Lo scandalo dello spionaggio della National Security Agency americana (Nsa) continua ad espandersi. Sono state rivelate altre intercettazioni a strascico: 60 milioni di comunicazioni in Spagna. E anche dal Giappone iniziano ad emergere notizie sulla collaborazione del governo di Tokyo, che avrebbe permesso agli agenti della Nsa di infilarsi nei nodi della comunicazione del Pacifico occidentale. Lo scandalo dello spionaggio della Nsa sta però anche creando un precedente pericoloso. Finora il senso comune politico suggeriva che “non puoi intercettare alcuno senza autorizzazione”.
Farlo comporta una punizione, politica o giuridica. In questo caso, però, nessuno pare intenzionato a minacciare un impeachment nei confronti di Barack Obama. Nemmeno i Repubblicani, che sono pronti a sfidarlo su qualunque riforma, mostrano una certa riluttanza ad andare contro il presidente. Anch’essi si schierano dietro al ragionamento del “right or wrong, our country”: è in ballo la sicurezza nazionale, dunque va bene così.
Il problema, però, è che non si tratta solo di sicurezza nazionale, come scrivono anche (nei loro ultimi editoriali) Vittorio Feltri e Giuliano Ferrara. Una volta assodato che l’amico ci ascolta, quel che ascolta può essere usato in modo proprio o improprio. Non sappiamo se le conversazioni della Merkel, o di altri governi, fossero utili per combattere il terrorismo. Sappiamo, però, che, una volta intercettate, Washington ha nelle sue mani una serie di informazioni politiche e industriali riservate. C’è il fondato sospetto che la Nsa faccia spionaggio industriale, anche a nostro danno.

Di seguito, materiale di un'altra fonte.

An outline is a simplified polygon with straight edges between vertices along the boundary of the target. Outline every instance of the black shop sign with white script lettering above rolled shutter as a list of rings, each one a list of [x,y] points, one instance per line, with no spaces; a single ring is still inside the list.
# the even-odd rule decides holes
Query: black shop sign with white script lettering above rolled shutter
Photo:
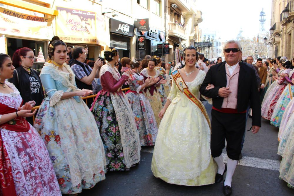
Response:
[[[134,26],[131,24],[124,23],[115,19],[109,19],[110,21],[110,31],[113,33],[118,33],[126,36],[134,36]]]

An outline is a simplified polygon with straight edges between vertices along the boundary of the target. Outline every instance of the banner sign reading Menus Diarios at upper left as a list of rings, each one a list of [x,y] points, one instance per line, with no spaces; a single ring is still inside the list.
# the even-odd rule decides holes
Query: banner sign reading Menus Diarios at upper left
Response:
[[[0,8],[0,20],[1,34],[46,40],[54,36],[52,19],[49,18]]]

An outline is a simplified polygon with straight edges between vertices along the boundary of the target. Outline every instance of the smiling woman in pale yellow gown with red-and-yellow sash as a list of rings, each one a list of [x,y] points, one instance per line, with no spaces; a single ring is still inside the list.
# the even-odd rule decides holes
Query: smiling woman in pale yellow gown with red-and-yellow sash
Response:
[[[155,177],[171,184],[213,184],[217,167],[210,150],[210,122],[197,99],[206,73],[195,67],[197,52],[193,46],[186,48],[184,57],[186,66],[172,73],[171,92],[159,113],[164,117],[158,128],[151,170]],[[213,85],[207,87],[210,88]]]

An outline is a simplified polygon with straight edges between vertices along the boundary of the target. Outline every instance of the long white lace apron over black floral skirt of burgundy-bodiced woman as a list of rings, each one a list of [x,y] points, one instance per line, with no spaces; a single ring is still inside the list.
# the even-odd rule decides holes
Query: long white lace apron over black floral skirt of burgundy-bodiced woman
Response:
[[[115,93],[110,93],[110,96],[121,134],[125,164],[129,168],[133,164],[140,162],[141,145],[135,117],[124,94],[122,97]]]

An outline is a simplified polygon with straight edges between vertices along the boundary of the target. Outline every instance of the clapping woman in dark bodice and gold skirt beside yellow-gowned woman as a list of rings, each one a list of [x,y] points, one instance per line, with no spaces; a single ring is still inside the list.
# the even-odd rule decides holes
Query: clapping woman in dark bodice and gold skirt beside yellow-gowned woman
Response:
[[[160,77],[160,72],[158,69],[155,69],[155,65],[156,58],[150,58],[148,60],[148,67],[144,68],[140,74],[144,77],[144,81],[148,78],[154,78],[154,83],[149,83],[145,87],[144,92],[151,104],[157,126],[159,126],[160,118],[158,117],[158,113],[163,108],[159,89],[161,89],[161,84],[165,84],[167,81]]]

C’è anche il fondato sospetto che la stessa amministrazione democratica raccolga dati e informazioni su gruppi politici avversari, come l’organizzazione cattolica della Manif Pour Tous e le Ong Pro-life e Pro-family, contrarie all’agenda pro-gay di Barack Obama: è un allarme lanciato, con lettera aperta, dal deputato Luca Volontè. D’altra parte, non la Nsa, bensì l’Irs statunitense (l’equivalente dell’Agenzia delle Entrate) spiava i membri dei gruppi Tea Party, per motivi politici, non puramente fiscali. E quindi non abbiamo veramente niente da temere? Lasciare impunito o giustificare lo spionaggio della Nsa ribalterebbe il principio fissato dall’altro precedente: il Watergate. In quel caso erano spiati membri del Partito Democratico, rivali del presidente in carica Richard Nixon.

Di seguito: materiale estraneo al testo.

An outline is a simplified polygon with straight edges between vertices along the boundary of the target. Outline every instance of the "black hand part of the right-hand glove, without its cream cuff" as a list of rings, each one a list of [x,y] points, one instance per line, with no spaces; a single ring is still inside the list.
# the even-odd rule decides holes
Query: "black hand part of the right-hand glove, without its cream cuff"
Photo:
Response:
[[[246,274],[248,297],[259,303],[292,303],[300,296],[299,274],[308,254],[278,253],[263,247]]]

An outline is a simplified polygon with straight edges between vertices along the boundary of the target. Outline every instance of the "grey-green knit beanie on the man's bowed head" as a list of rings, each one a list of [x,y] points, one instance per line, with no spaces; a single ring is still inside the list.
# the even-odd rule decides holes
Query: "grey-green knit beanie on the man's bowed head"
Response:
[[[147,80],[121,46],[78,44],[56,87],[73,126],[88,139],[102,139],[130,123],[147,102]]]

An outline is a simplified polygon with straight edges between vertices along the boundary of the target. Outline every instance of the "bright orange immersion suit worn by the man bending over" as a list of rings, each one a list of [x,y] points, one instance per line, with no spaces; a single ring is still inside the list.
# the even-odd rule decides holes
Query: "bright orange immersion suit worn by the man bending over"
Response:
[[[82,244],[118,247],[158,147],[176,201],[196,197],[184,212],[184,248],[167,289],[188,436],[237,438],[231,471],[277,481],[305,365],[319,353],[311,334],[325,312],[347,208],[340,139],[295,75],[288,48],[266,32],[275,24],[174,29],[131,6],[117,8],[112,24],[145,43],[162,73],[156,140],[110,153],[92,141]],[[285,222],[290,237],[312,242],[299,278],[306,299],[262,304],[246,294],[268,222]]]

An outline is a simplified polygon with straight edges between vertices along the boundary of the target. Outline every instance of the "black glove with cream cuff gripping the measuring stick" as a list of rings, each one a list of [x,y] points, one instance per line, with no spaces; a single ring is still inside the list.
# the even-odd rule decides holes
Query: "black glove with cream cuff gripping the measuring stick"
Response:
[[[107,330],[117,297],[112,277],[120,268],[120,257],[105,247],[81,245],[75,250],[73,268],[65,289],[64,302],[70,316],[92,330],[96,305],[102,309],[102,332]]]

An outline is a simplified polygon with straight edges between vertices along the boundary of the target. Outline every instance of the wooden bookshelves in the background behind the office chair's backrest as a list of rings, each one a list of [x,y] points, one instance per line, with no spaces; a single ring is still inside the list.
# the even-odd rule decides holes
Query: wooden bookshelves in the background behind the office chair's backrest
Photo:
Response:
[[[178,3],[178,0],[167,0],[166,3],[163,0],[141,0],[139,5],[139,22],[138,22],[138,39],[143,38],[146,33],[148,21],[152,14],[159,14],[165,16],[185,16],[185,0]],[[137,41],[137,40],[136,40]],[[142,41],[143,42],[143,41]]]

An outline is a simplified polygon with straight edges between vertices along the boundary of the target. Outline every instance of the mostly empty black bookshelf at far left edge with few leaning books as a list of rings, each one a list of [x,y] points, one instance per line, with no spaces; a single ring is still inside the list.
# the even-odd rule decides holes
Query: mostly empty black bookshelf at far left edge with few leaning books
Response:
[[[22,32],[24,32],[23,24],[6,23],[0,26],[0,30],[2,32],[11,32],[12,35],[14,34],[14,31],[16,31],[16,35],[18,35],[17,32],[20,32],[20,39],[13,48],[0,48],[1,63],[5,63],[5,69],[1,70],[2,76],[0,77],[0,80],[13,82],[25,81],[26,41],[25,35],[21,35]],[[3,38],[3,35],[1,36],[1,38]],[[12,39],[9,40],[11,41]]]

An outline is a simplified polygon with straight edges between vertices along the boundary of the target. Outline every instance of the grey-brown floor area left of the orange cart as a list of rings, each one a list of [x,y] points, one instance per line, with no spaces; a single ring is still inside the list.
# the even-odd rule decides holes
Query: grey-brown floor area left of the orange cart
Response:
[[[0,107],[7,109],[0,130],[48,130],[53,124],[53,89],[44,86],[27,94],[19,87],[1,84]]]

Quando lo scandalo emerse, grazie a un’inchiesta giornalistica e a un altro “gola profonda” (l’equivalente dell’attuale Snowden), Nixon dovette dare le dimissioni, per evitare l’impeachment. Da notare: non valse la scusa del “non ne sapevo nulla”. Nixon continuò ad affermare di non essere stato lui a dare quegli ordini e di esserne all’oscuro. In effetti, anche stando alla storiografia più recente, Nixon non ordinò tutte le operazioni di spionaggio della sede democratica, in alcuni casi diede un tacito assenso. Contò, però, la responsabilità oggettiva. Il comandante in capo comanda ed è responsabile di quel che fanno i suoi uomini. Barack Obama, a quarant’anni di distanza dal Watergate, usa esattamente la stessa scusa: “non ne so nulla”.
Per lui non conta la responsabilità oggettiva? Oppure si distingue tra ciò che può essere spiato e ciò che è proibito spiare? Intercettare le conversazioni dei Democratici è più grave che spiare i Tea Party, Angela Merkel, il presidente messicano, 70 milioni di chiamate fra francesi e 60 milioni di chiamate fra spagnoli, non si sa ancora quante fra italiani? Nel primo caso c’è stato un quasi-impeachment e una campagna mediatica anti-Nixon che dura tuttora. Proprio in questi giorni, a Milano, è a teatro “Frost/Nixon: il duello”, tratto dallo stesso script da cui è stato realizzato il famoso film di Ron Howard del 2008. L’ex presidente repubblicano, caduto in disgrazia, è sempre e comunque il simbolo dell’abuso di potere. L’attuale presidente democratico fa molto di più. Nixon in confronto era un dilettante. Ma il potere di Obama è “abusato a fin di bene”.